You only need to look at recent entries like Ant-Man or Doctor Strange to see that some change was needed. Both films were perfectly fine entries in Marvel’s lineup, but suffered from the same simple problem that we’d seen those same stories before. Doctor Strange’s origin played like Iron Man with more cultural appropriation and, somehow, a thinner love story. The best parts of those films were scenes like Michael Peña’s scene-stealing exposition monologue or the mind-bending visuals from Strange’s trips among the multiverse — things that were wholly new to Marvel’s sprawling franchise.
And the new “road trip” direction is especially significant for Marvel given the state of its competition. After all, DC looks to be making up ground this year by borrowing from Marvel’s playbook through with a one-two punch of the character-driven Wonder Woman and a more lighthearted Justice League. And Universal’s Fast and Furious franchise is resembling a superhero franchise with each passing submarine missile.

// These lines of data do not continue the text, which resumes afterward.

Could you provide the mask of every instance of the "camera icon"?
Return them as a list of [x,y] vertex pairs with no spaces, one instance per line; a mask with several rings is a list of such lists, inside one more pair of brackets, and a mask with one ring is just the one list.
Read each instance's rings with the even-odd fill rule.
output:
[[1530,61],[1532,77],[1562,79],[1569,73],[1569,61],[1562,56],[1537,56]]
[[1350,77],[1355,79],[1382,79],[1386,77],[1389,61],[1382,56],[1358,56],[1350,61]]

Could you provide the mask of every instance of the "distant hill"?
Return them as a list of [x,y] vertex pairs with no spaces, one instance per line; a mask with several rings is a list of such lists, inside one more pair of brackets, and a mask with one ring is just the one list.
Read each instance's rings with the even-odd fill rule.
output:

It’s obviously too early to call Ragnarok a success at this admittedly early stage. We already know from the Doctor Strange credits teaser that the action will be making its way back to the more familiar streets of New York at some point in the film, and it’s possible the change of pace is only temporary at best. But for now, it’s nice to see that, in a series full of extraordinary heroes with abilities from some of comics wildest imaginations, we’re finally getting settings to match. Because while its films may have spent almost a decade stuck firmly on the ground, it’s time for Marvel’s heroes to start shooting for the stars.